Hybrid Clouds: No Easy Concoction

Every data center provisions its workloads for a worst-case scenario. IT managers put an application on a server with extra memory, CPU, and storage to make sure the application can meet its heaviest workload of the month, quarter, or year and grow with the business. This approach is so deeply ingrained in IT that, prior to virtualization, applications typically used 15% or less of available CPU and other resources. Storage might reach 30% utilization. Energy was cheap, spinning disks were desirable, and abundant CPU cycles were always kept close at hand.

In today's economic climate, such compulsive overprovisioning and inefficiency are no longer acceptable. What if, instead, applications throughout the data center could run at closer to 90% utilization, with the workload spikes sent to cloud service providers (a process called "cloudbursting")? What if 85% of data center space and capital expenses could be recouped, with a small portion of that savings allocated for the expense of sending those bursts of computing to the public cloud?

This tantalizing possibility--enterprise IT organizations managing an internal cloud that meshes seamlessly with a public cloud, which charges on a pay-as-you-go basis--embodies the promise of the amorphous term cloud computing. Step one with virtualization has been server consolidation. The much bigger benefit will come with the ability to move workloads on and off premises. "Anyone can build a private cloud," says Rejesh Ramchandani, a senior manager of cloud computing at Sun Microsystems. "The gain comes if you can leverage the hybrid model."

As Sun CTO and cloud advocate Greg Papadopoulos suggested during Structure 09 in San Francisco on June 25, "it will be really expensive and hard to move legacy pieces over. It's a much better strategy figuring out what are the new pieces that I want to move to the cloud."

Papadopoulos was implicitly pointing out that most public cloud services run virtual machines based on an x86 architecture. Sun's Solaris has been ported to x86, but IBM's AIX and most other Unixes have not, to say nothing of the non-Unix operating systems that preceded them.
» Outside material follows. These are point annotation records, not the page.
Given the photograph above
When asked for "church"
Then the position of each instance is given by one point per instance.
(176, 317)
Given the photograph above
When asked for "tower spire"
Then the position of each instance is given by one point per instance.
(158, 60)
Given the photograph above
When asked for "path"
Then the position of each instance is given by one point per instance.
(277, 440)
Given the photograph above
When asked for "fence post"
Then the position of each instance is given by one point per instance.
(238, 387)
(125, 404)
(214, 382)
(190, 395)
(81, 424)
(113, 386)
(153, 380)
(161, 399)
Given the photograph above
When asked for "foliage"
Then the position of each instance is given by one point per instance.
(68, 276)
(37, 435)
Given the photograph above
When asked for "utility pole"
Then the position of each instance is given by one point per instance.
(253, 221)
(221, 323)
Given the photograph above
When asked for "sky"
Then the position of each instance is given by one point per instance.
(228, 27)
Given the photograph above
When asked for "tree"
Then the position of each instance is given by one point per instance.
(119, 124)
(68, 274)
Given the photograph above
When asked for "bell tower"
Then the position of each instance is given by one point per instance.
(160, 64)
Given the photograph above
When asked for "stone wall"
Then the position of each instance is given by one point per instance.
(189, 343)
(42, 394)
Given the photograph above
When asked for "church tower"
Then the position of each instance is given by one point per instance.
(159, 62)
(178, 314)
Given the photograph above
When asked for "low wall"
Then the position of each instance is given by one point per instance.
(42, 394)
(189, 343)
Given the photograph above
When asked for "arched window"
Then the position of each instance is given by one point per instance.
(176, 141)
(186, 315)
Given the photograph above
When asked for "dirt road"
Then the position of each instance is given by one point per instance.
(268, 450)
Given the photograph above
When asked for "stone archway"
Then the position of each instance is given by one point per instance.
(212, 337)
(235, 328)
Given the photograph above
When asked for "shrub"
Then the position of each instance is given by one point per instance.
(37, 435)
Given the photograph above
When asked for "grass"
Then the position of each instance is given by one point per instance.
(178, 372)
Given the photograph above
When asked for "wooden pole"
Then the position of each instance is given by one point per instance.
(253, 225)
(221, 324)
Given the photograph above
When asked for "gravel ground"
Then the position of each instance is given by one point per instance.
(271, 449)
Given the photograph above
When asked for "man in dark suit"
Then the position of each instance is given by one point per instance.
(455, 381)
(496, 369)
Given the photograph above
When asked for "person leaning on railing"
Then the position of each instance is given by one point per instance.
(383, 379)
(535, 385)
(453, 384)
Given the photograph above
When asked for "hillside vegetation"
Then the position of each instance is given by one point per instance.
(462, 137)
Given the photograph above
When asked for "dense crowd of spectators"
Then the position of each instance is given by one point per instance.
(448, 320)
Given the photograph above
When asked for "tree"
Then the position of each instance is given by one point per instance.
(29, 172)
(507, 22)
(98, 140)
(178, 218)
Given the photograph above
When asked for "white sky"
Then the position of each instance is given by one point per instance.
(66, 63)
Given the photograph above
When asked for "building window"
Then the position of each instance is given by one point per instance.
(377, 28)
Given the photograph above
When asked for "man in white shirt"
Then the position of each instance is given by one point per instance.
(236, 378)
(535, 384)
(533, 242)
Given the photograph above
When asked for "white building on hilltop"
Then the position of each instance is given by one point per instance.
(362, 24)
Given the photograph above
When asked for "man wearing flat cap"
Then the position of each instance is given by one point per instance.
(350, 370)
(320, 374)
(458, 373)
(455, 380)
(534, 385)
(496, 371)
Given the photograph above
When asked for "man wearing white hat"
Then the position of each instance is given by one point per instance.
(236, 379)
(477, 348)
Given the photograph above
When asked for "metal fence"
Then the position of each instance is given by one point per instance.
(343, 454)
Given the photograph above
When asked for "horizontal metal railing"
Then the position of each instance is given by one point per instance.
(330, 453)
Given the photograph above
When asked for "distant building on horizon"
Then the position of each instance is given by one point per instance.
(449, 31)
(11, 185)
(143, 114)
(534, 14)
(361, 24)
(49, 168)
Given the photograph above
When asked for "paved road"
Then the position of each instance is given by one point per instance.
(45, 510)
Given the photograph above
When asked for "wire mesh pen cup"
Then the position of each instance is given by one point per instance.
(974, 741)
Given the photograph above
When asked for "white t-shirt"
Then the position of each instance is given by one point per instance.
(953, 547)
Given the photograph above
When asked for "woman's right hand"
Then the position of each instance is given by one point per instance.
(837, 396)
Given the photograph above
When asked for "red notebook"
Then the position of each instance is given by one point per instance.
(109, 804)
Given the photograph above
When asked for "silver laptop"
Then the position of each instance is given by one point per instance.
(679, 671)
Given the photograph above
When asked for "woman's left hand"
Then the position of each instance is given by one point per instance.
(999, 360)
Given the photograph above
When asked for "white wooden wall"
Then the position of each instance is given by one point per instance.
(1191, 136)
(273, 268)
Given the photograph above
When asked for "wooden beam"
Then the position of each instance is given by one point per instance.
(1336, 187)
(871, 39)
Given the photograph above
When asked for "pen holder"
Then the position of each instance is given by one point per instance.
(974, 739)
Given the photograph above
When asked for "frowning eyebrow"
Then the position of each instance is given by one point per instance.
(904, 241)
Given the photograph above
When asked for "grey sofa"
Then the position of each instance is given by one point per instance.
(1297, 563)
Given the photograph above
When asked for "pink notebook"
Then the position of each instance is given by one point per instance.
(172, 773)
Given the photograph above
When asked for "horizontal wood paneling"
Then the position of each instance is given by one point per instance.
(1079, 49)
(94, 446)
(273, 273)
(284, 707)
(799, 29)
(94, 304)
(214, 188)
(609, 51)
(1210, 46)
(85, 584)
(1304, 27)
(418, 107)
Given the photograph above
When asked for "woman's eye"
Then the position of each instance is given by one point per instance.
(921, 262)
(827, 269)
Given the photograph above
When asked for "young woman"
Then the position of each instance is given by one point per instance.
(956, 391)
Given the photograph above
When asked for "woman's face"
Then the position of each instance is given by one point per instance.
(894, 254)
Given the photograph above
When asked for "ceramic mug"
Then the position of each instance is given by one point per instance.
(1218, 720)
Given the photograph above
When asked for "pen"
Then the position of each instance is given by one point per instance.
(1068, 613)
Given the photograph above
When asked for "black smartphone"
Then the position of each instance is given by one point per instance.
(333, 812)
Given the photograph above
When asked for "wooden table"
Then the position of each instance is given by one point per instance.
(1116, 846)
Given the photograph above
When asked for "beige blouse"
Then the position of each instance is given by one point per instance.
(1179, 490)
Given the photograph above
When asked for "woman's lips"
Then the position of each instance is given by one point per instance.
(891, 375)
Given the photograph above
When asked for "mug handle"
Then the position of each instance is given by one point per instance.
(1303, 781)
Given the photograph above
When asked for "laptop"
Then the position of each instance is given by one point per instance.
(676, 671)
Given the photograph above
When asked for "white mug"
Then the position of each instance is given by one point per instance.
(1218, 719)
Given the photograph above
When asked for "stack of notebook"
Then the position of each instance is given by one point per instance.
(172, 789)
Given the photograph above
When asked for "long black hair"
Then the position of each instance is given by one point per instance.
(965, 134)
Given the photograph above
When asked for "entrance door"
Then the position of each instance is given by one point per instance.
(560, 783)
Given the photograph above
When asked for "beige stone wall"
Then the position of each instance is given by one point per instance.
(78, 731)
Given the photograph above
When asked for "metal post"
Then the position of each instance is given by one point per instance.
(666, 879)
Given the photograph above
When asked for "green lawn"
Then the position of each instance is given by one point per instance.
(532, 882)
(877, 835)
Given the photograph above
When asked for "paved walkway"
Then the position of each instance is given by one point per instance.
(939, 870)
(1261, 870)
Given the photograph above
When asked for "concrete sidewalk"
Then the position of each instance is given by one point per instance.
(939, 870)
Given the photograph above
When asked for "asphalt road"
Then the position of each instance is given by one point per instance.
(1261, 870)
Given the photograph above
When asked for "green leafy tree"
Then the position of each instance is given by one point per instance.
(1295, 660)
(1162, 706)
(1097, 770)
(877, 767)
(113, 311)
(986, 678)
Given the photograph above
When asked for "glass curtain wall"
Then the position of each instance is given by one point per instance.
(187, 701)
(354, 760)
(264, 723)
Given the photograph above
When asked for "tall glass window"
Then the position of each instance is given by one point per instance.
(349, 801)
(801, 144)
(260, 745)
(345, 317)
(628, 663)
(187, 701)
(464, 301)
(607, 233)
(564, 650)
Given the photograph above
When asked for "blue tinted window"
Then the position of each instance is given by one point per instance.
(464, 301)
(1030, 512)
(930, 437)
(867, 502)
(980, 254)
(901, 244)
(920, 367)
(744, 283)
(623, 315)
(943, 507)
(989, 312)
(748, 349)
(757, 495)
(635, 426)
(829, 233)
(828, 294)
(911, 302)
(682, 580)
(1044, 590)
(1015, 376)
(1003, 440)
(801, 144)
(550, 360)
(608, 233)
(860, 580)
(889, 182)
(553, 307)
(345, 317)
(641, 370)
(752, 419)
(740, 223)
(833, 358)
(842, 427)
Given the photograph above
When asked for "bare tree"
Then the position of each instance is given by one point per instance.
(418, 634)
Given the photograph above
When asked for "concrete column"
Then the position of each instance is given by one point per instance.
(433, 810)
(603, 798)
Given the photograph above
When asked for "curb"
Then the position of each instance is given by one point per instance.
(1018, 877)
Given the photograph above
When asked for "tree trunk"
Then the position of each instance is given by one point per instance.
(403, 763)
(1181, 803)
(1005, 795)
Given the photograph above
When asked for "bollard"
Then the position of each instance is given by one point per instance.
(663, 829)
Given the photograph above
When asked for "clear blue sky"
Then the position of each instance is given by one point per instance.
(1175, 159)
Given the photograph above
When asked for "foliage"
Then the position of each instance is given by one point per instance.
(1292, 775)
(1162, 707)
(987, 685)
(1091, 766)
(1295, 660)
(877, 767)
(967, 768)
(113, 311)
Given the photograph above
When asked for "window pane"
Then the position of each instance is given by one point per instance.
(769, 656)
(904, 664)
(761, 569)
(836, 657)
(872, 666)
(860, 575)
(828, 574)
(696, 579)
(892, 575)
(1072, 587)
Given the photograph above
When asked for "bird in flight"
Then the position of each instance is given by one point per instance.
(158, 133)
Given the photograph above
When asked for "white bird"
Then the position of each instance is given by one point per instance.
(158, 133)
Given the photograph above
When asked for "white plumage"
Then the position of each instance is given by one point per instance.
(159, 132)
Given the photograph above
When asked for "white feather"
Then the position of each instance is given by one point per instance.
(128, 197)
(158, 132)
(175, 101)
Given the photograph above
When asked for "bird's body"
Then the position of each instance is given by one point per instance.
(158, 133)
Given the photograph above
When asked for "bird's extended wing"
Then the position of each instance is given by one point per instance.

But those operating systems run mostly large, proprietary databases, the stuff that's hardly ripe for the public cloud anyway.

Other Obstacles
Moving data center workloads would immediately run into two more likely obstacles: the need to use the same hypervisor in both clouds, and the need to match up server chipsets. If you think you're already paying enough for virtualization software, prepare to pay more if you ship workloads to the public cloud. Call it vendor lock-in.

VMware and other hypervisor vendors have agreed only to create a common "import format," not a neutral runtime format. To avoid the complication of reconverting from the public cloud's format to your own, you'll want to use the same hypervisor if you plan to get your workload back behind the firewall in its original configuration. (Even that wasn't possible with the initial offering of Amazon.com's Elastic Compute Cloud, or EC2. You shipped off a task, it ran, then it disappeared. You got the results, but if there were any special settings or other one-time-only information contained in the configuration and its data, they simply disappeared. Amazon's Elastic Block Storage had to be invented to give the whole workload persistence.)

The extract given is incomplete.